Anonymous 0 Comments

It’s a [basic (physics) law of gases](https://en.wikipedia.org/wiki/Ideal_gas_law) that pressure, volume, and temperature are related. P * V / T = constant.

It’s because [when you look at atoms and molecules of a gas](https://www.youtube.com/watch?v=WhP6zJbSxec), you can think of them as a bunch of tennis balls bouncing around wildly. The pressure is the force they apply as they bounce off the walls of the can, the volume is the space they bounce in, and the temperature is the energy with which they bounce.

In any case, a pressurized cylinder has a fixed volume, the gas can’t inflate it like a balloon. So the relationship above, P * V / T = constant, becomes P * constant / T = constant, or P / T = constant. You decrease the pressure (by letting gas out), and the temperature decreases so that the ratio P / T stays constant.

Anonymous 0 Comments

The medium is under pressure and in liquid state while inside the vessel, but would normally be in a gaseous state at room temperature and atmospheric pressure.

Releasing the gas allows for a change in state from liquid to gas. The state change process absorbs heat from the surrounding area, thus creating a cooling effect.
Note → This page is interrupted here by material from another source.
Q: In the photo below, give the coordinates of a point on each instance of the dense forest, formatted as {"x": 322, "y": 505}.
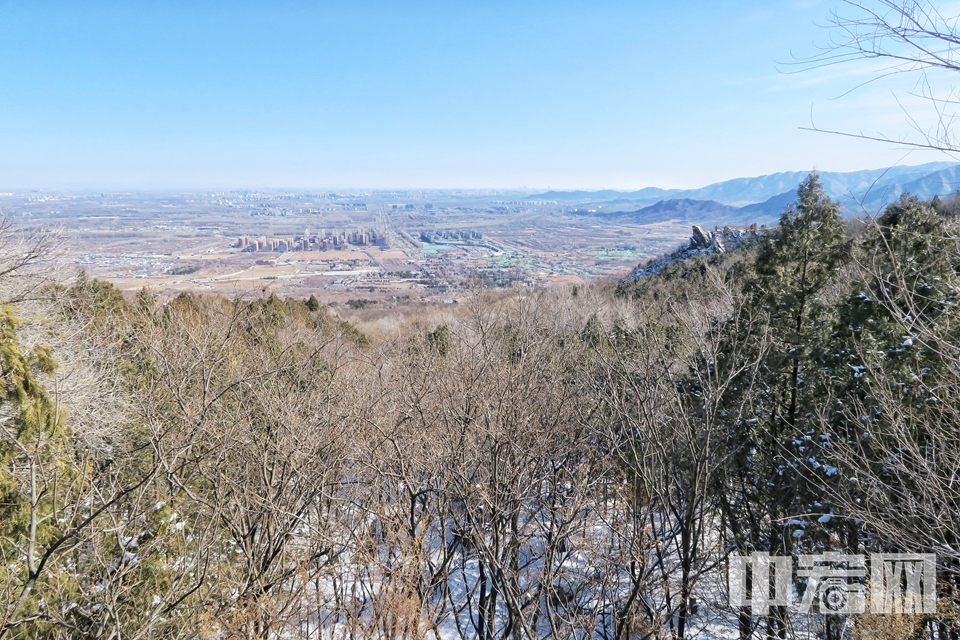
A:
{"x": 574, "y": 463}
This principal is exploited in the refrigeration process and is essentially how air reconditioning and refrigerators work.

Anonymous 0 Comments

Because they’re stored in a liquefied state under pressure in the can. When they get released, they’re rapidly turning back into a gas and they pull the energy to do so from the environment.

Just like how you need to apply heat (i.e. energy) to water to make it boil, the liquid to gas transition needs heat, and the surrounding environment is the source for it

Anonymous 0 Comments

When you release gas from the cannister, the residual gas expand to fill the volume, doing so the molucules of gas slow down a little bit. And since the speed (/kinetic energy) of the molecules is perceived as heat, the gas is getting colder.

Anonymous 0 Comments

All good answers so far, but let’s see if I can ELI5:

Things are hot because the tiny parts of them called atoms are moving fast. Some atoms are moving fast, some slow. Inside a pressure can atoms are crammed in there very tightly and want to spread out, but they can’t.

When you open a pressure can, the atoms are pushed out by thier neighbors. The faster ones are able to leave faster and more often, leaving the slow ones behind. This means the slow ones are the cold ones…

This is why opening a pressure container colds or down.

The other explains (energy pet volume drop etc) are also correct, but are either another way to say it more analytically, or use a bit of abstraction (like energy).